Friday, 10 November 2017
Scribble, Scribble, Scribble
I spent a useful, if dull, afternoon this week scanning in pages from various sketchbooks. I have always loved scribbling away with a pencil, although it's an aspect of my "creative life" that doesn't get much of a public outing. I wouldn't often compare myself to Henri Cartier-Bresson but, like him, I'm privately convinced my drawings are far better than my photographs, even though, inexplicably, no-one else seems to agree.
It only takes a visit to a gallery or two (I was in the Royal Academy on Monday to see the Matisse in the Studio exhibition) to spark the thought, common to all third-rate artists, that surely my stuff could be as good as that? Yeah, right. Only fifty years too late. Nonetheless, I thought it was time I did the chore of some long-overdue scanning, so I would have some new raw material to play with.

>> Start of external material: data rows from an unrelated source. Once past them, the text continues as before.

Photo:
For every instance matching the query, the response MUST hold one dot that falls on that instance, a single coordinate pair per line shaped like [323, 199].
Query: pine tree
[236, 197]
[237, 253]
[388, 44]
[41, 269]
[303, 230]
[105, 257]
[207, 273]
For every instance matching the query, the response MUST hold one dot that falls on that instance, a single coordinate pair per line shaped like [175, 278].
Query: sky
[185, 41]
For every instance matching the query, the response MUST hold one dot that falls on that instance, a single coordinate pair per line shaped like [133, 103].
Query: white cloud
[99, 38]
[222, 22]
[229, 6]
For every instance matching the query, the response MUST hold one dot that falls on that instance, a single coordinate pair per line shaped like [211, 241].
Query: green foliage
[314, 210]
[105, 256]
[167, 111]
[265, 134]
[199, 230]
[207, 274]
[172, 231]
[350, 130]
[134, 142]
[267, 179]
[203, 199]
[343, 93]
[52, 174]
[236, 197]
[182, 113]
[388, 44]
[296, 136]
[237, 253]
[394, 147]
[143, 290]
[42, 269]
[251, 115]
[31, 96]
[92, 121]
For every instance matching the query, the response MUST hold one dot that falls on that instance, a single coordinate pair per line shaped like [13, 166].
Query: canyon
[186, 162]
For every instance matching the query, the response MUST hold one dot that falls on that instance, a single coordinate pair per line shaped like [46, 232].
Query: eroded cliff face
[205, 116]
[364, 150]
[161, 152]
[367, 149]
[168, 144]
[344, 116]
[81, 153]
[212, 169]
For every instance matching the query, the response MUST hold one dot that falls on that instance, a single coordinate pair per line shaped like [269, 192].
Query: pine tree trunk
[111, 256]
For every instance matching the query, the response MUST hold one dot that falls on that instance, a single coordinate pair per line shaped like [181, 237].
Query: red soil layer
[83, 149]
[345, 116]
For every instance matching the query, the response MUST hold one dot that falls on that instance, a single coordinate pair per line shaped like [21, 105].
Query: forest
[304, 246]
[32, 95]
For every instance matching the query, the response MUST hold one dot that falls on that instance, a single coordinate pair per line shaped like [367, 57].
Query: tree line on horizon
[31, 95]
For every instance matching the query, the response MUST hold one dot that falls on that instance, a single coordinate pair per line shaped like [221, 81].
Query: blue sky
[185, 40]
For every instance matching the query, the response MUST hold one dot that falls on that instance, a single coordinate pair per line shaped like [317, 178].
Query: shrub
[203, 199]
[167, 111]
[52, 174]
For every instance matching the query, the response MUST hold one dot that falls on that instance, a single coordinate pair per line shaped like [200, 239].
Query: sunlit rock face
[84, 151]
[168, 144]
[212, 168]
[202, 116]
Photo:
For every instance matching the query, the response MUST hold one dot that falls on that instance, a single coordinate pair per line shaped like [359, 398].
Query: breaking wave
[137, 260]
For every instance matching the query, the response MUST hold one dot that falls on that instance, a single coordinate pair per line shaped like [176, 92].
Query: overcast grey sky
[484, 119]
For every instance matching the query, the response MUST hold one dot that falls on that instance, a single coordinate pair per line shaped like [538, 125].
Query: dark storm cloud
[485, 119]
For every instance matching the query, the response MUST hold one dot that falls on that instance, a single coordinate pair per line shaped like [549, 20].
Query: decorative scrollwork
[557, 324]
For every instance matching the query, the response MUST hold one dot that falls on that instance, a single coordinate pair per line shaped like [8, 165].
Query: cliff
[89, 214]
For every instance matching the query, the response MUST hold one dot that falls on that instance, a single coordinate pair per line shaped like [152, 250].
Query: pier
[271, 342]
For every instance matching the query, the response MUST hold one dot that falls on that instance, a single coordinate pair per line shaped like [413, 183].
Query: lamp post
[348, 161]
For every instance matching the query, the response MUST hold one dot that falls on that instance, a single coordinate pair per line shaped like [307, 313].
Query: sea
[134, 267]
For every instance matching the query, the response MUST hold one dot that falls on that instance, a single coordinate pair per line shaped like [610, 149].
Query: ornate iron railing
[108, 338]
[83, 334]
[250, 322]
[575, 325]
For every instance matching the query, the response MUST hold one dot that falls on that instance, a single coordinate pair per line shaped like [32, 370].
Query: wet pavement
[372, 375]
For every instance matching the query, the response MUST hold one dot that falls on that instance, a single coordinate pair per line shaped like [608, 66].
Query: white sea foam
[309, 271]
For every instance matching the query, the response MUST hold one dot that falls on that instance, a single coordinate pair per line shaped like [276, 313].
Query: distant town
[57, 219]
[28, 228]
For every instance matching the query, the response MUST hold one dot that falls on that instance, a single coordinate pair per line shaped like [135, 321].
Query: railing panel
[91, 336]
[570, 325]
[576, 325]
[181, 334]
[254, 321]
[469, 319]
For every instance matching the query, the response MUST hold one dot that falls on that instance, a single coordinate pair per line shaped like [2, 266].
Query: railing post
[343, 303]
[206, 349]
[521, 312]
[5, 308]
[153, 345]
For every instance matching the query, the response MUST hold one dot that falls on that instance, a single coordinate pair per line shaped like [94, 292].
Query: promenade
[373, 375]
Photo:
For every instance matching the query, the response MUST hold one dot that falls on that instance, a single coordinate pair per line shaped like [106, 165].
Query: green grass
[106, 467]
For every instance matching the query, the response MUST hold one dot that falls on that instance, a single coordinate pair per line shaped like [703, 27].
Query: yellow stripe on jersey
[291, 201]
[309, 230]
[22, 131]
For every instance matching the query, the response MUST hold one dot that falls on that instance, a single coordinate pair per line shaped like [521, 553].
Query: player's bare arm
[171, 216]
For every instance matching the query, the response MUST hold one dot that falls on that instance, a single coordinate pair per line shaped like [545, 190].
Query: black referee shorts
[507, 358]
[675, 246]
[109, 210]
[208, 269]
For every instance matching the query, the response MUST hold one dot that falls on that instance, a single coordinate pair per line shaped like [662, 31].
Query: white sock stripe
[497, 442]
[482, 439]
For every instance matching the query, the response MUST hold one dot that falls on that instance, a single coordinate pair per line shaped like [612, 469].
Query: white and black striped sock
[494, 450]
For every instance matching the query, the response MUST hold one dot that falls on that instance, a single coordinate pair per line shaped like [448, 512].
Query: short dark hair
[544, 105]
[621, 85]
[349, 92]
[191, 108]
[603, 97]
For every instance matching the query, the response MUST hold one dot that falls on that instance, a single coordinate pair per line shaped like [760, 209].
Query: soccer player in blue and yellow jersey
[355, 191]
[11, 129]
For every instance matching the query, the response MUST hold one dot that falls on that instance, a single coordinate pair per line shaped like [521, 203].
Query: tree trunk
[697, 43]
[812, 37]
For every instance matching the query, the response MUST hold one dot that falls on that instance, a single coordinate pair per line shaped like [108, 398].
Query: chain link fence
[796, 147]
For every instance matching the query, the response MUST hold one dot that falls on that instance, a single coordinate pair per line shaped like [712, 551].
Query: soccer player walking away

Some scribbles just need a little bit of presentation:
Others invite the full Photoshop treatment, like those in the previous post (yes, underneath all the gilding and garish paint-job there is a simple drawing, sometimes two or three combined), while others just need a light touch, rather like hand-tinting an engraving:
The tricky bit is knowing which are which, and how far to go. As Alberto Giacometti said, "That's the terrible thing: the more one works on a picture, the more impossible it becomes to finish it." Tell me about it, Alberto!